Consider the experience of a child. More often than not the communication from others is directive or inquisitive. A child is told what to do next (although often in the form of a question in some cultures) or queried about their opinion or experience. For example, when picked up at school, a child might hear, “how was your day?” or “was the new teacher nice?” which the child must answer. Creating a time, even briefly, where the child directs the experience and is not required to produce any action or speech can be an important opportunity for the child to develop self-direction and confidence.
A structured play session has two participants, the child and the parent. It has a specific beginning and ending time, from twenty minutes to an hour. The time should be held without the possibility of interruption from phone calls or other family members. The time should be respected and not cancelled.
The toys available will be used to demonstrate experiences in metaphor and therefore should range in type. A minimal set includes a “bop bag”, cuddly animals, drawing paper and crayons or markers, constructions toys such as Legos, plastic soldiers, food toys such as fake food and dishes, people dolls or puppets, and a plastic gun or rubber knife. Many parents object to toy weapons and a rule can be made that these toys are only used during this special play time. The theme of power and control, a common struggle for children, is easier to play out with toys that represent power. It can be difficult to see a child act out violence, but unless the child is actually hurting the parent or herself (in which case boundaries should be swiftly and consistently enforced) the play continues.

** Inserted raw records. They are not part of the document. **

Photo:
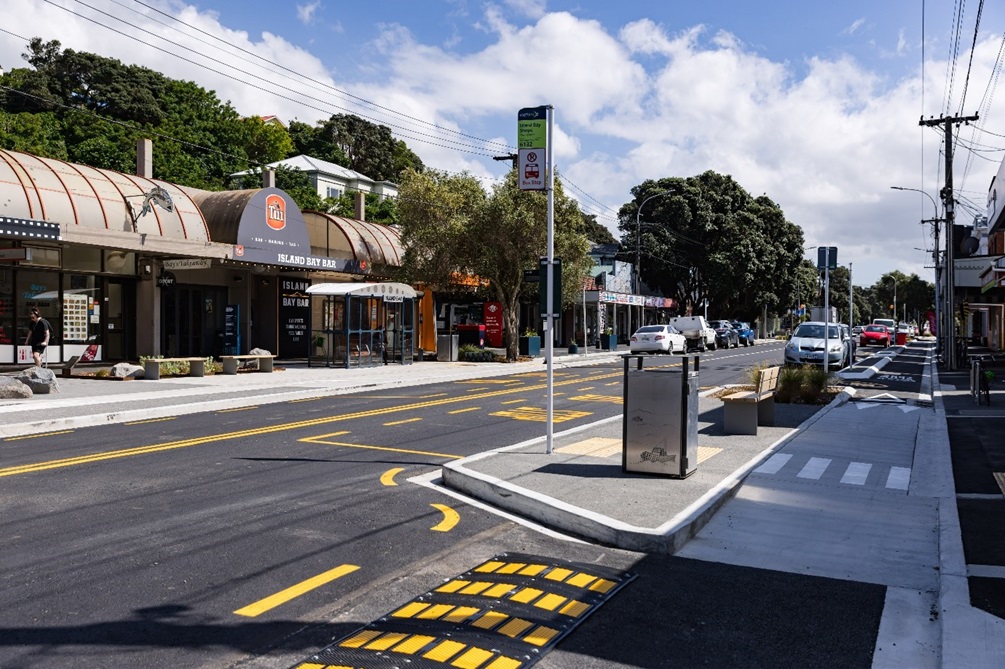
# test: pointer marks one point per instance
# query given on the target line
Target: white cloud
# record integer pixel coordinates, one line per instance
(306, 13)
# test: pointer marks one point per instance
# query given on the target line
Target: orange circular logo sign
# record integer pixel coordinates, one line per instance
(275, 212)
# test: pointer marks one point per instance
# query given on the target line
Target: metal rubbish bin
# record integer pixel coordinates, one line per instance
(446, 348)
(659, 434)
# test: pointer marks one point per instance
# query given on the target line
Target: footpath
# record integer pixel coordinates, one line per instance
(860, 490)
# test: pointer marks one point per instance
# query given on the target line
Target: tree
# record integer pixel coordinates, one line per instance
(449, 225)
(709, 239)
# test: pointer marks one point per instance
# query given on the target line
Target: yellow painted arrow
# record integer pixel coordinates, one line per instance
(450, 518)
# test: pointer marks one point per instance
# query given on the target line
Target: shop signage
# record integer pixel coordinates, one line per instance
(166, 280)
(294, 317)
(187, 263)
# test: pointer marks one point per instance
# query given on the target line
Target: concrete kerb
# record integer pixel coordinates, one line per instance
(970, 637)
(668, 537)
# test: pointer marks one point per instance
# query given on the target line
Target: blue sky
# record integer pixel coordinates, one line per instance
(815, 104)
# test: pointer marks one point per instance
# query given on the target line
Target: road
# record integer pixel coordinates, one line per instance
(255, 536)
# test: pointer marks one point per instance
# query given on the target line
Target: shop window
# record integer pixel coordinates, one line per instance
(81, 259)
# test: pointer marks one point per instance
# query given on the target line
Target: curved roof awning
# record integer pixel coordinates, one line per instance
(389, 290)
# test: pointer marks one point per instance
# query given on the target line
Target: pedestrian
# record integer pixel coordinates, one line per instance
(38, 336)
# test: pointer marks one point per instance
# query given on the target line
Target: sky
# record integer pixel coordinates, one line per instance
(814, 104)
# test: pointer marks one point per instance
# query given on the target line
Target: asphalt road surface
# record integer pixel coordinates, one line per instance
(256, 536)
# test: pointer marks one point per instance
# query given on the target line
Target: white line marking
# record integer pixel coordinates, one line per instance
(773, 464)
(899, 478)
(814, 468)
(856, 473)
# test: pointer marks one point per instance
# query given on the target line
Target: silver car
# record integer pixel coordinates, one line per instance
(657, 339)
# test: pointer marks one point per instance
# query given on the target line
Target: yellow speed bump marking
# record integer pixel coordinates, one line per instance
(270, 429)
(450, 518)
(387, 478)
(272, 601)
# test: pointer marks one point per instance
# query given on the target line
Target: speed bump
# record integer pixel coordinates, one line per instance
(504, 614)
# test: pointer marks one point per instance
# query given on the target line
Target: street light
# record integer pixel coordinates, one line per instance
(947, 329)
(638, 236)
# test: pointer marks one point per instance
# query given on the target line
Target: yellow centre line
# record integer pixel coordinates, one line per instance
(271, 429)
(261, 606)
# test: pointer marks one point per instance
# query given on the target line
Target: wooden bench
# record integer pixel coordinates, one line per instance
(744, 411)
(152, 367)
(230, 362)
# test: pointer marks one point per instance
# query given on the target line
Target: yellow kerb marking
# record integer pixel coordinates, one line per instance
(472, 659)
(409, 646)
(409, 610)
(475, 588)
(488, 568)
(515, 628)
(550, 602)
(602, 586)
(541, 636)
(385, 642)
(444, 651)
(434, 612)
(706, 452)
(261, 606)
(498, 590)
(387, 478)
(489, 620)
(512, 568)
(558, 574)
(360, 639)
(527, 595)
(452, 587)
(460, 614)
(581, 580)
(505, 663)
(574, 609)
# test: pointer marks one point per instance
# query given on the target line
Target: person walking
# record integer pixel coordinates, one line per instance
(38, 336)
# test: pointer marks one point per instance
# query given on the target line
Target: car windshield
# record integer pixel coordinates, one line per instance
(815, 331)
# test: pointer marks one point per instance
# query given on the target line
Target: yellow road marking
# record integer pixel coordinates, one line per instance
(152, 420)
(450, 518)
(387, 478)
(272, 601)
(35, 436)
(254, 432)
(320, 440)
(407, 420)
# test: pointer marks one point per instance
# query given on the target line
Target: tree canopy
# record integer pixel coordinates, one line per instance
(707, 238)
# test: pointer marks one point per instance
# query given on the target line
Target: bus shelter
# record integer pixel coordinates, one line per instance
(362, 324)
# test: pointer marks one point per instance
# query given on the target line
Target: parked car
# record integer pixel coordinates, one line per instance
(807, 346)
(875, 336)
(726, 337)
(745, 331)
(657, 339)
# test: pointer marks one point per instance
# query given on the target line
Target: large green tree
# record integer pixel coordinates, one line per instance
(449, 226)
(705, 237)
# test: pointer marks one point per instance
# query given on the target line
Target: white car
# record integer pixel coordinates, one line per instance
(657, 339)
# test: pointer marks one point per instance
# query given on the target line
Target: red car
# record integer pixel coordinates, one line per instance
(875, 335)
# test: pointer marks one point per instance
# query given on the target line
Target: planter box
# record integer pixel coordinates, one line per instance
(530, 346)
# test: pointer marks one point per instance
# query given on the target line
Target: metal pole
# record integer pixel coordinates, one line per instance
(550, 298)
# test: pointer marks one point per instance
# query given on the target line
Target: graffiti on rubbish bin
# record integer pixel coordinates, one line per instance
(657, 455)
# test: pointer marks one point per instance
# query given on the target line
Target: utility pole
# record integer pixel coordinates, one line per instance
(950, 202)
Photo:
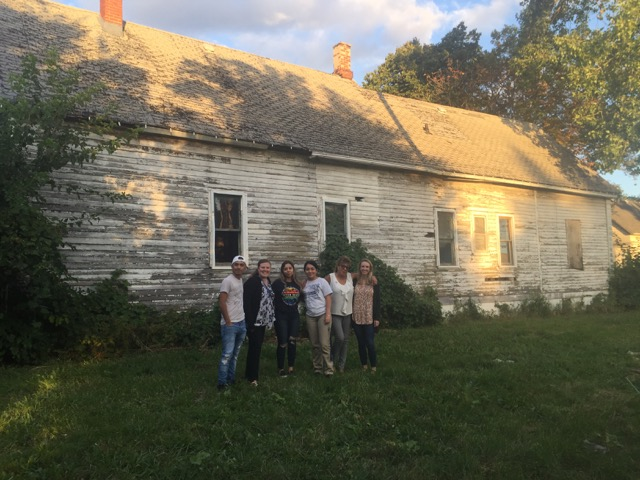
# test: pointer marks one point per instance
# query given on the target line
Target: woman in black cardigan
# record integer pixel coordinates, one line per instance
(366, 314)
(259, 315)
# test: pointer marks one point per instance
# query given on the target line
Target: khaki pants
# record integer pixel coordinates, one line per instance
(320, 338)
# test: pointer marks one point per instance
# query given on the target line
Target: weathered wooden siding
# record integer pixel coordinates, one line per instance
(160, 234)
(396, 220)
(560, 281)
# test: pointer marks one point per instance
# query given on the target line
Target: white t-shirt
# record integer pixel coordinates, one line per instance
(342, 298)
(314, 293)
(232, 286)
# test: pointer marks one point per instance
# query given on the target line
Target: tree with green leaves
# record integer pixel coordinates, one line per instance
(443, 73)
(571, 67)
(40, 132)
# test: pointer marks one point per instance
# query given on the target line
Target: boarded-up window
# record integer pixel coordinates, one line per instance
(227, 228)
(446, 247)
(336, 219)
(479, 233)
(574, 244)
(506, 241)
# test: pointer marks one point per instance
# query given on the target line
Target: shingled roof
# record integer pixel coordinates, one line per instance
(625, 216)
(164, 80)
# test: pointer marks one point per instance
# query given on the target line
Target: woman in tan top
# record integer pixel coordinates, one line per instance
(366, 314)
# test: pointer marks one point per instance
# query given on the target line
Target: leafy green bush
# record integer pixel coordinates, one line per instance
(467, 310)
(536, 305)
(37, 305)
(115, 322)
(402, 306)
(624, 281)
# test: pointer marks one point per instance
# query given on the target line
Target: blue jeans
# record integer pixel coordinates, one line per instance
(365, 335)
(232, 338)
(287, 331)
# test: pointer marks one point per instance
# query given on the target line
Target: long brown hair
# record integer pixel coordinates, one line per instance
(343, 259)
(260, 262)
(295, 276)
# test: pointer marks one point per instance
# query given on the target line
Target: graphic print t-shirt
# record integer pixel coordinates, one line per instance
(287, 295)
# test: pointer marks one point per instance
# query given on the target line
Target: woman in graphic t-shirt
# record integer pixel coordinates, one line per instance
(287, 293)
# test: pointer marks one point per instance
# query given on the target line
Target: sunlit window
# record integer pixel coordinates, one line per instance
(336, 219)
(507, 255)
(479, 233)
(446, 236)
(574, 244)
(228, 227)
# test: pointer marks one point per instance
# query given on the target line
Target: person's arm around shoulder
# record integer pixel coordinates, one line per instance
(327, 314)
(224, 311)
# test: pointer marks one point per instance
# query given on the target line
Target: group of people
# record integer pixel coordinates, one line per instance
(333, 304)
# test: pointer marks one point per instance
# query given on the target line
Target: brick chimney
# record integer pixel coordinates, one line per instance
(111, 16)
(342, 60)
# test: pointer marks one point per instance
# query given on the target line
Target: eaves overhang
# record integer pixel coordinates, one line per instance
(457, 176)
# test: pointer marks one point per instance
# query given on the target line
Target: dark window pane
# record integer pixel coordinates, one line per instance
(336, 219)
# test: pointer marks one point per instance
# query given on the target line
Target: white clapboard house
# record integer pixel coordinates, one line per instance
(240, 154)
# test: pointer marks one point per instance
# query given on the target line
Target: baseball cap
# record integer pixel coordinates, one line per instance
(239, 259)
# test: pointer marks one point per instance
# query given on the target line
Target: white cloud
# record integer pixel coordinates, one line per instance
(304, 31)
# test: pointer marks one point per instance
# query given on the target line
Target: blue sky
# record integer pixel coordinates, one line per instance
(303, 32)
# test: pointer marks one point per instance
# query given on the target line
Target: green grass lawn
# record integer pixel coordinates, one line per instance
(550, 399)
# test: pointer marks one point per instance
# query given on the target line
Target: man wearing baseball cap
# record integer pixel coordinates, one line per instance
(232, 325)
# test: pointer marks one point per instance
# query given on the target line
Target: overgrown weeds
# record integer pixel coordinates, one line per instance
(552, 398)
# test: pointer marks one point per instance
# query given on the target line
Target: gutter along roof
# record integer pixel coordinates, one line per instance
(170, 82)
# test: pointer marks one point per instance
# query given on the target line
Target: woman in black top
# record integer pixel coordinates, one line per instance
(287, 291)
(259, 315)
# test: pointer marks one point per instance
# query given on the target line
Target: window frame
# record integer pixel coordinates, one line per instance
(335, 201)
(570, 227)
(474, 233)
(512, 240)
(454, 247)
(243, 236)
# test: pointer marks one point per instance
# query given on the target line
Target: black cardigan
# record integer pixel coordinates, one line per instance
(251, 299)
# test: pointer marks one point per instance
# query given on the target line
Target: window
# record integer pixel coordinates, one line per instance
(574, 244)
(336, 219)
(479, 233)
(228, 228)
(446, 235)
(507, 256)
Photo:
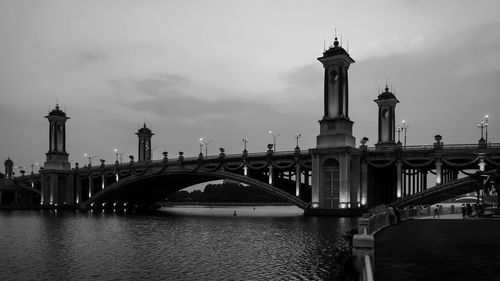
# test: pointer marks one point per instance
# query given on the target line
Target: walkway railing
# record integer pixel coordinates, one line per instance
(363, 243)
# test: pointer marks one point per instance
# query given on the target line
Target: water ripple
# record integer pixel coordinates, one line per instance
(183, 244)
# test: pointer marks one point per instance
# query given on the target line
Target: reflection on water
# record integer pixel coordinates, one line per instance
(178, 243)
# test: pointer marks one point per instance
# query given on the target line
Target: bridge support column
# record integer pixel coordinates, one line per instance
(78, 189)
(91, 185)
(271, 175)
(424, 180)
(364, 183)
(103, 181)
(53, 189)
(439, 172)
(398, 178)
(297, 180)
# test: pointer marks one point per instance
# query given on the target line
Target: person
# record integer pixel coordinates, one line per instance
(436, 211)
(464, 211)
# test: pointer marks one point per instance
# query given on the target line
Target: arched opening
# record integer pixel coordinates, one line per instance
(144, 190)
(331, 183)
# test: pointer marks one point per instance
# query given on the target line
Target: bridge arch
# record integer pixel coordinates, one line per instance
(151, 187)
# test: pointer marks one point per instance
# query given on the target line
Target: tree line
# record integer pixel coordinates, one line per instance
(224, 192)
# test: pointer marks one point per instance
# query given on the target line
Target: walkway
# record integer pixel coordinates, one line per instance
(439, 249)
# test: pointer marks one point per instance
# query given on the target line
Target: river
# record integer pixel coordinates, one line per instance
(176, 243)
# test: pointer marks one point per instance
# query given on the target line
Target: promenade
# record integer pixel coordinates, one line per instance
(449, 248)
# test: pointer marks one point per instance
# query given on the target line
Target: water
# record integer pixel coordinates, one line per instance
(182, 243)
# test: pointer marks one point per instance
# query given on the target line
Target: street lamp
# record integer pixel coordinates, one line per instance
(297, 137)
(90, 157)
(206, 143)
(486, 123)
(118, 152)
(481, 125)
(275, 136)
(245, 140)
(32, 166)
(152, 152)
(398, 130)
(404, 127)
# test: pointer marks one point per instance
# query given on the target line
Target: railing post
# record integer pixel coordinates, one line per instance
(364, 224)
(271, 174)
(398, 178)
(363, 245)
(438, 171)
(297, 180)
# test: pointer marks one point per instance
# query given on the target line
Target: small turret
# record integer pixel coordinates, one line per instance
(9, 172)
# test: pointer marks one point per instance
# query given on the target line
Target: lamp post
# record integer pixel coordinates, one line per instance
(486, 125)
(206, 143)
(275, 136)
(404, 127)
(118, 152)
(245, 140)
(33, 166)
(90, 157)
(152, 152)
(201, 145)
(398, 130)
(481, 125)
(297, 137)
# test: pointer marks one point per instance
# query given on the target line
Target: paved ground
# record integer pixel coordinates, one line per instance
(439, 249)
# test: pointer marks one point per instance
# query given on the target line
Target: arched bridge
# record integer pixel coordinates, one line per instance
(472, 183)
(284, 174)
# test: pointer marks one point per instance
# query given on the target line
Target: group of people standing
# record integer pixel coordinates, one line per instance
(467, 210)
(394, 217)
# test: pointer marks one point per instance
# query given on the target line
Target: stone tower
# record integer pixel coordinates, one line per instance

In the play, the parent pays full attention. By reflecting the child’s feelings and actions the parent demonstrates understanding and acceptance of this child’s feelings. The parent avoids criticism, praise, questions, direction, advice, interruption, teaching, or initiating new activity. Statements that reflect feelings like “you’re confused about what to do next,” or even simpler single-word reflections like “sad” can affirm the child’s experience.
Through this process the parent will learn about the child’s experience in the world and in the family and the child will learn that their emotions are acceptable and manageable, which is a great gift for any child.